The Japanese maple: A sweet treat for any yard

October 9, 2015

Japanese Maple in the Landscape

Delicate in appearance and artistic in habit, Japanese maples offer a range of attractive features for the landscape. Most have smooth, grayish brown bark and branches that naturally form graceful layers or interesting, contorted shapes.

  • Some grow into fluffy, billowing mounds, while others shoot asymmetrically into the air.
  • The leaves are beautifully shaped and may be green, bronze, red, purple or bicoloured.
  • In fall, the foliage is burnished in gold, russet, orange and crimson.

Japanese maples quickly become focal points in the landscape and are often the tree of choice for small yards because they seldom grow taller than 7.5 metres (25 feet).

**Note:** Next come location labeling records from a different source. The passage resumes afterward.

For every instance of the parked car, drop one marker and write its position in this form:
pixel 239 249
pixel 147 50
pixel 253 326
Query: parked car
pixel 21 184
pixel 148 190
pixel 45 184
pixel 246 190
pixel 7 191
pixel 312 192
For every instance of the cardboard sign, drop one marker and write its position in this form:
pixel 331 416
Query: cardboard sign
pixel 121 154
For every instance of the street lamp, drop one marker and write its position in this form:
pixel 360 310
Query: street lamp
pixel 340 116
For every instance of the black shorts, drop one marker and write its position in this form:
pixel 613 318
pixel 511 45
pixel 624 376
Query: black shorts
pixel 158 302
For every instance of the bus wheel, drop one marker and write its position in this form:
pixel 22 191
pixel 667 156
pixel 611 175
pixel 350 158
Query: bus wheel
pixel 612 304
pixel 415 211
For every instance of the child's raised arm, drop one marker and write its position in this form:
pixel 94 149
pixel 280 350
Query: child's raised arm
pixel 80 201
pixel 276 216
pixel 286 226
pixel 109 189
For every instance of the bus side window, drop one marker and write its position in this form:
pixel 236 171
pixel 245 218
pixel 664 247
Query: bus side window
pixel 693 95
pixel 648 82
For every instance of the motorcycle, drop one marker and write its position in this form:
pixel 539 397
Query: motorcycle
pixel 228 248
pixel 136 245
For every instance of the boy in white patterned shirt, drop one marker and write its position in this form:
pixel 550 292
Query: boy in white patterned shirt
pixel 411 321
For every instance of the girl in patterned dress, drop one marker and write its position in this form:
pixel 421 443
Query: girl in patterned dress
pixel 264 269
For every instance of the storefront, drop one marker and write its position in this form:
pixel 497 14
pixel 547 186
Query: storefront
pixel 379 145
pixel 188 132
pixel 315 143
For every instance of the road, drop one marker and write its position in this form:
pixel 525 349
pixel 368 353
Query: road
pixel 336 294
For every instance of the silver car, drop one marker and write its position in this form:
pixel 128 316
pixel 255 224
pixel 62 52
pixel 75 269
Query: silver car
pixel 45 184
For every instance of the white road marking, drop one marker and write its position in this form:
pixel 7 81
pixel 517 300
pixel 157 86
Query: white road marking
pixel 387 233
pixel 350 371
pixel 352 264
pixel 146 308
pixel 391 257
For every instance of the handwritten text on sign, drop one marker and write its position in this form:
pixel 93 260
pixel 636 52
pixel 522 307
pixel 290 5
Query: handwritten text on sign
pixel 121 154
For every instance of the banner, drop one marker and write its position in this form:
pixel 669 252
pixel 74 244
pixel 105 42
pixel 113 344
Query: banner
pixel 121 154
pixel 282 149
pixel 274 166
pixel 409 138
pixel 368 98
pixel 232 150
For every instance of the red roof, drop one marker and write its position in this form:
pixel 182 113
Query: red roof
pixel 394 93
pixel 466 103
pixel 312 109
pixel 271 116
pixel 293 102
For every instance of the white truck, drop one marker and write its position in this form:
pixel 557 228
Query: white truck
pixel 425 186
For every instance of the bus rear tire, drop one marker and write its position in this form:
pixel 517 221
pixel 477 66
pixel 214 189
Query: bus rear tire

  • They do best when they have a few hours of shade daily, so feel free to plant them at an entryway or near the house foundation.
  • Their well-behaved roots make them suitable for including in flower beds or underplanting with bulbs, groundcovers or shallow-rooted annuals.
  • Dwarf cultivars, which grow to 1.8 metres (six feet), can edge patios and walkways but give the trees room to spread as wide as their mature height.
  • The green-leaf types are easy to blend with other plants; those with coloured leaves make striking specimens.
The Japanese maple: A sweet treat for any yard

Many Choices and Virtues

The best way to choose a Japanese maple is to visit a nursery and select a plant personally.

Be on the lookout:

  1. Check plant tags for mature size and wait until the trees leaf out so that you can see the foliage shape or colour before buying.
  2. There are two main leaf forms: divided and lobed.
  3. Varieties labeled cut-leaf or thread-leaf maple (Acer palmatum var. dissectum) have very lacy, finely divided leaves and gracefully drooping branches.
  4. While some have green leaves that turn yellow or red in autumn, 'Ornatum' is one of several Japanese maples with bronze-red foliage that turns crimson in fall.
  5. Among trees whose leaves have five or seven lobes, a favourite is the red-leaved 'Atropurpureum', which retains its wine colour during most of the growing season.
  6. 'Bloodgood' is reddish purple in summer, then turns bright red in fall.
  7. Several unusual cultivars boast variegated leaves. 'Butterfly' has green leaves rimmed in pink and cream, while 'Shigitatsu Sawa' has yellow-green leaves veined in dark green. 'Sangokaku' has coral young branches, which glow against its yellow and orange fall foliage.

Growing Japanese Maple

  • Plant Japanese maples in spring except in warm climates, where fall planting gives them a head start before the following summer's heat.
  • These trees have shallow roots that benefit from good soil, so enrich a very broad planting hole with organic matter before setting in the tree.
  • Keep the soil moist the first year and fertilize young trees each spring with an organic or controlled-release, balanced fertilizer according to package directions.
  • An eight-centimetre-layer (three-inch-layer) of organic mulch over the root zone year-round helps retain moisture and discourage weeds.

Aside from the risk of drought stress, this tree is virtually trouble-free.

Fundamental Facts

ATTRIBUTES Deciduous trees with graceful form and leaves; for specimens, beds

SEASON OF INTEREST Year-round

FAVOURITES' Ornatum', 'Bloodgood', 'Atropurpureum', 'Sangokaku', 'Butterfly'

QUIRKS Branches on some varieties form attractive contorted shapes

GOOD NEIGHBOURS Birches and other, taller trees; bulbs; perennials; ground covers

WHERE IT GROWS BEST Organically rich soil in partial shade

LONGEVITY Lives many decades

POTENTIAL PROBLEMS Rare; can suffer in prolonged droughts

SOURCE Nursery plants

DIMENSIONS 1.8 to 7.5 metres (six to 25 feet) tall and equally wide

Plant and enjoy the year-round colour of this beautiful tree.